PRAIRIE VILLAGE, Kan. - A disable Prairie Village man says the state of Kansas is destroying his ability to be a good father. He said changes in the state's Medicaid program mean he will no longer get the care he needs to stay alive
Finn Bullers has a rare form of muscular dystrophy that destroys his ability to walk and breathe on his own. In two weeks, his around the clock care is set to drop to 40 hours a week
"The state is saying I need four apples to survive and we're going to give you one," Bullers said.
For Bullers, a reduction in care could cost him his life.
"Unfortunately, my reality is if this tube comes off, I've got a minute and half and I'm dead," he said.
In January of this year, the state of Kansas moved 380,000 people into KanCare and reevaluated the amount of care patients/clients received.
The state said under the old Medicaid system, many Kansans were getting more services than they needed-- while some were not getting enough.
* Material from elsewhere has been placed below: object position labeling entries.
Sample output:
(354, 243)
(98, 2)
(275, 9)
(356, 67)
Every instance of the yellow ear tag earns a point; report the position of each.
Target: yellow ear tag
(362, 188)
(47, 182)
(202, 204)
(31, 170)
The state would not comment on the specifics of Buller's case, but did say his situation has been reviewed and the state is comfortable with his reduction in care.
"A reduction in care by such a drastic degree means that I cannot be the father that I want to be to my children," Bullers argued.
And for his wife Anne and the sole breadwinner of the family, the state's decision is a weight she can't bear.
"If this were a world where I could stay home and I could take care of my husband and I didn't have to worry about feeding my kids and having insurance and all of that, that might be an option. But it's not an option if I want those things for my family," Anne said.
The Bullers have appealed the state's decision and now wait for an answer
"I have something to contribute to this world and I don't want the state to take that away from me," Bullers said.